New research involving tiny fossil shells more than half a billion years old confirms that the Cambrian Explosion took place during a greenhouse climate.
The international study, led by researchers at the University of Leicester in the UK, has now been published in the journal Science Advances.
At the beginning of the Cambrian period around 540 million years ago, an evolutionary Big Bang took place. Where there had once been primarily single celled organisms, complex life swiftly emerged. The seas now teemed with diverse species, including early members of most major animal groups.
It has been long thought this “Cambrian Explosion” occurred during a greenhouse climate, but hard evidence for this was lacking.
“Because scientists cannot directly measure sea temperatures from half a billion years ago, they have to use proxy data — these are measurable quantities that respond in a predictable way to changing climate variables like temperature,” explains Thomas Hearing of the University of Leicester in the UK, first author on the new paper.
To go back as far as the Cambrian, tree rings and ice cores won’t do — trees were yet to appear, and the most ancient ice core ever recovered is only a few million years old. For extremely distant time scales, oxygen isotope ratios are used.
Oxygen-16 is the dominant oxygen isotope on Earth, but other naturally occurring ones also exist, such as the slightly heavier oxygen-18.
Depending on which isotope it contains, there are minute differences in the evaporation and condensation properties of water. Played out on a global scale, this can provide useful information about temperature patterns.
Marine animals inadvertently fix this information in place as they grow by incorporating oxygen isotopes from sea water into bio-minerals in bone or shells.

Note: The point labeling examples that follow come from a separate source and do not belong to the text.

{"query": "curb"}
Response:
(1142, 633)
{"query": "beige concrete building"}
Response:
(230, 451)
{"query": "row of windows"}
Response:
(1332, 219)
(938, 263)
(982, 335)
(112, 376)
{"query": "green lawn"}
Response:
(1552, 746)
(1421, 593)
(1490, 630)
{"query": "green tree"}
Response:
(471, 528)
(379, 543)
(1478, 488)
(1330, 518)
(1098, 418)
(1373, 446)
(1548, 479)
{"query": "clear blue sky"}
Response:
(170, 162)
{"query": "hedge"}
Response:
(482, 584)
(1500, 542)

Fossils of ancient jawless vertebrates called conodonts are very useful paleo-thermometers. However, conodonts didn’t evolve until the late Cambrian, leaving temperatures early in the period something of a mystery.
In the new study, researchers were able to extract oxygen isotope data from minute fossil shells called brachiopods, isolated from limestone in the UK dated to between 510 and 515 million years old.
“Careful examination of these tiny fossils revealed that some of them have exceptionally well-preserved shell chemistry which has not changed since they grew on the Cambrian sea floor,” says Hearing.
Co-author Tom Harvey adds: “That chemical signature is often lost over geological time, so it’s remarkable that we can identify it in such ancient fossils.”
Analysis of the oxygen isotope ratios in the shells indicated that sea surface temperatures at high latitudes had been very warm, exceeding 20 degrees Celsius.
The researchers also ran climate model simulations for the early Cambrian, which produced consistent results. Taken together, the isotope data and the simulations suggest that the early Cambrian climate was a typical greenhouse climate, similar to more recent greenhouse periods in the late Mesozoic and early Cenozoic periods, around 140 to 60 million years ago, when dinosaurs roamed the Earth.
The research provides a more robust picture of the Earth’s climate during a critical time in evolution.
“We hope that this approach can be used by other researchers to build up a clearer picture of ancient climates where conventional climate proxy data are not available,” says Hearing.